La censura di bronzo. I monumenti confederati e la contro narrativa degli artisti afro americani tra iconoclastia e nuova figurazione
DOI:
https://doi.org/10.13133/2532-1994/18509Parole chiave:
Monumento; Iconoclastia; Arte contemporanea; Black Studies; AttivismoAbstract
La storia della guerra civile americana, rappresenta per gli Stati Uniti un elemento altamente simbolico e identitario e allo stesso tempo altamente escludente attraverso il quale è stata negata alla comunità nera ogni possibilità di contro discorso narrativo e visuale.

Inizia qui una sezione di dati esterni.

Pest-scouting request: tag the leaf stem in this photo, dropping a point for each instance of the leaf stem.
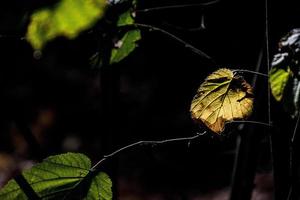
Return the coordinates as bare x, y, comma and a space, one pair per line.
177, 6
145, 142
186, 44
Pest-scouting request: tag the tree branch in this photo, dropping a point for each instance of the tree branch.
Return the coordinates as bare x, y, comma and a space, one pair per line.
186, 44
177, 6
250, 71
144, 142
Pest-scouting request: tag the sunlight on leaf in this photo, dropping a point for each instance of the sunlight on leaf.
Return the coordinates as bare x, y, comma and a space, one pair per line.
68, 18
125, 19
221, 98
56, 176
278, 81
284, 76
100, 188
125, 46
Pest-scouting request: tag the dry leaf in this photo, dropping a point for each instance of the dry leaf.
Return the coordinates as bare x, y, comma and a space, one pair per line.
222, 98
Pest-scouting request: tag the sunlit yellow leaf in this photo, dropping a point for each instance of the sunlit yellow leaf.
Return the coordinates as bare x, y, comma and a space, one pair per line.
221, 98
67, 18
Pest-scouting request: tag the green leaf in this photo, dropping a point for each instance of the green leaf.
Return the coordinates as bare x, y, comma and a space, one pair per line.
56, 176
279, 78
67, 18
223, 97
125, 19
100, 188
125, 46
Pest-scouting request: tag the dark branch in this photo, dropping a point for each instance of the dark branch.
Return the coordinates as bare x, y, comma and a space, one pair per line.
144, 142
250, 71
177, 6
186, 44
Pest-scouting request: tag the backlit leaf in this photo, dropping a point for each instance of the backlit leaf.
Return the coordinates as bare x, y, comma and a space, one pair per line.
278, 81
284, 76
56, 176
125, 45
67, 18
221, 98
125, 19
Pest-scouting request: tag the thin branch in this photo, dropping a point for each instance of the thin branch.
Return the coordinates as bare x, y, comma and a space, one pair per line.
186, 44
268, 58
177, 6
12, 37
251, 122
144, 142
250, 71
295, 129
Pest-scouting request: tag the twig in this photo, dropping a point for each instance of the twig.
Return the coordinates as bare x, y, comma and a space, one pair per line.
186, 44
177, 6
144, 142
295, 129
250, 71
251, 122
268, 59
12, 37
292, 156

Nel corso degli ultimi dieci anni, in corrispondenza a tragici eventi come il massacro di Charleston e l’uccisione di George Floyd è stato avviato un processo di rilettura storica che ha permesso, in maniera sempre più chiara ed evidente, di portare alla luce la falsa mitologia, il cosiddetto mito della causa persa, che ha sostenuto la costruzione di una pseudo narrazione storica tesa a giustificare e legittimare il razzismo endemico in particolare negli Stati del Sud. In questo processo il simbolo confederato, inteso, dai monumenti alle lapidi, dalla celebrazioni di determinate festività all’intitolazione di strade e scuole, ha assunto un ruolo essenziale nella costruzione di un determinato immaginario collettivo. In particolare le statue confederate non hanno mai rappresentato un ricordo storico bensì hanno indirizzato un pensiero politico suprematista che ha mostrato le sue recrudescenze mai sopite in maniera sempre più forte proprio in questi ultimi anni. Partendo dunque da una volontà di affermazione della presenza nera all’interno dello spazio politico, sociale e pubblico statunitense si sono sviluppati due approcci e letture apparentemente contrastanti. Da una parte si è affermato una volontà di recupero e risematizzazione simbolica attraverso l’intervento di artisti come Kehinde Wiley e Hank Willis Thomas che hanno reimmaginato il simbolo confederato attraverso il suo capovolgimento. Dall’altra, in particolare attraverso il pensiero afro pessimista, si è articolata la necessità di negare simboli e icone, anche della stessa cultura nera, come unico mezzo per evitare una cooptazione visiva e sociale e il conseguente rischio di una nuova perdita identitaria. Il testo pertanto, volendo complessificare il concetto di distruzione/creazione attorno alla recente spinta iconoclasta che ha visto la rimozione di diversi monumenti confederati a seguito dell’uccisione di George Floyd, si propone di analizzare il bilanciamento creativo insisto tra iconoclastia e contro narrazione figurativa cercando di uscire da un serie di categorie dicotomiche difficilmente applicabile al magmatico contesto statunitense.